The other option was to connect a device known as a USB “hub” to the computer. I had one on hand from Belkin Components, Compton, Calif. (www.belkin.com). This particular model, the ExpressBus, is no longer being sold by the firm things change fast in the computer business but the company sells other models between $79.99 and $99.99 which perform similar functions.

Other makers are offering four port hubs for under $30 at outlets such as CompUSA and Costco. These devices are described as working with both PC and Macintosh platforms.

All it took was installation of the Belkin hub, connection of the power supply and a reboot of the Mac for all seven ports on the ExpressBus device to become active. Without the power supply, the hub would still work USB devices can and often do draw power from the computer’s circuitry But only four USB ports would then be available. Adding the AC power also made more electricity available for the various USB devices.

No software installation was needed, since my iBook’s operating system, Macintosh OS 9, was able to “recognize” the USB system without problem. Similar recognition comes easily on Windows systems, either Windows 98 or the new Windows ME.

The devices hooked up and worked without a hitch: I was able to synchronize a PDA, use the scanner and print, all quickly and easily. I could even use more than one USB device at a time without conflict. It was only later in the day that I could add the USB-style keyboard, which increased my total number of USB ports to nine. Those two extra ports worked well, also.

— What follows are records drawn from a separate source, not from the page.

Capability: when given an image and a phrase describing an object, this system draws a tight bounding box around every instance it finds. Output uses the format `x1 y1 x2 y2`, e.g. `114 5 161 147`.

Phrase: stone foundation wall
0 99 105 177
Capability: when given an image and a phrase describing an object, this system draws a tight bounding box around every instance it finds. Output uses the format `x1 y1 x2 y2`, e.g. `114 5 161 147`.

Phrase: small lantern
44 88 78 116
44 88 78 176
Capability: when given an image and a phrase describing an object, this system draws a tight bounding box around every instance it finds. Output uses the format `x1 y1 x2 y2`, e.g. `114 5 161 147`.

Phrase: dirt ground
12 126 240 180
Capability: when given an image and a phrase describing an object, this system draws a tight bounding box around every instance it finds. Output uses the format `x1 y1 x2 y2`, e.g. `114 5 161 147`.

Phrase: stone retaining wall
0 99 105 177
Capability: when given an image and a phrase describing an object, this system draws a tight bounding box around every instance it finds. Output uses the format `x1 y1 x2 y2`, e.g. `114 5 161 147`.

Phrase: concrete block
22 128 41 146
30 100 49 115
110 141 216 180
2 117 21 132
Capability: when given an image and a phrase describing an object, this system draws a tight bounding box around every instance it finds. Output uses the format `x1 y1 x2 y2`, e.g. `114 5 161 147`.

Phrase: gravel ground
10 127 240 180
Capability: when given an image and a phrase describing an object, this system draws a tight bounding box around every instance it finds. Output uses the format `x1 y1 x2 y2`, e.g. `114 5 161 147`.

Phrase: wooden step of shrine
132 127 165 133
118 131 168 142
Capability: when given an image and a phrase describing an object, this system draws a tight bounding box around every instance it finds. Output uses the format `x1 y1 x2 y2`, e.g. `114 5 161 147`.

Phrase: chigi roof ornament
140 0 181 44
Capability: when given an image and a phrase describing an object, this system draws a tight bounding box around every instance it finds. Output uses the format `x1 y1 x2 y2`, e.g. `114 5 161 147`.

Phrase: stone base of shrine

In short, I went from having just a portable computer with no mouse, a somewhat limited keyboard (no separate function keys, no separate numeric keypad) to pretty much a desktop replacement layout that offered as much functionality as a desktop system. What’s more, I could disconnect all these components and take my computer on the road by merely disconnecting one USB hub, leaving all the devices in place awaiting my return.

Doing the same thing with other connecting methods would take longer and could lead to device conflicts. By contrast, the USB standard seems to support a rather large number of devices connected to one computer. The folks behind USB Intel and a host of other makers are working to increase the speed and capability of the connection; devices with a new, faster, USB 2.0 specification are due next year.

For the computer user, it’s worth making sure that USB is a part of your computer. Older systems, which can be upgraded to either Windows 98 Second Edition, Windows ME or, in the case of Macs, OS 8.6 or higher, should be able to add a USB card offering one or two points to which a hub or two can then be connected.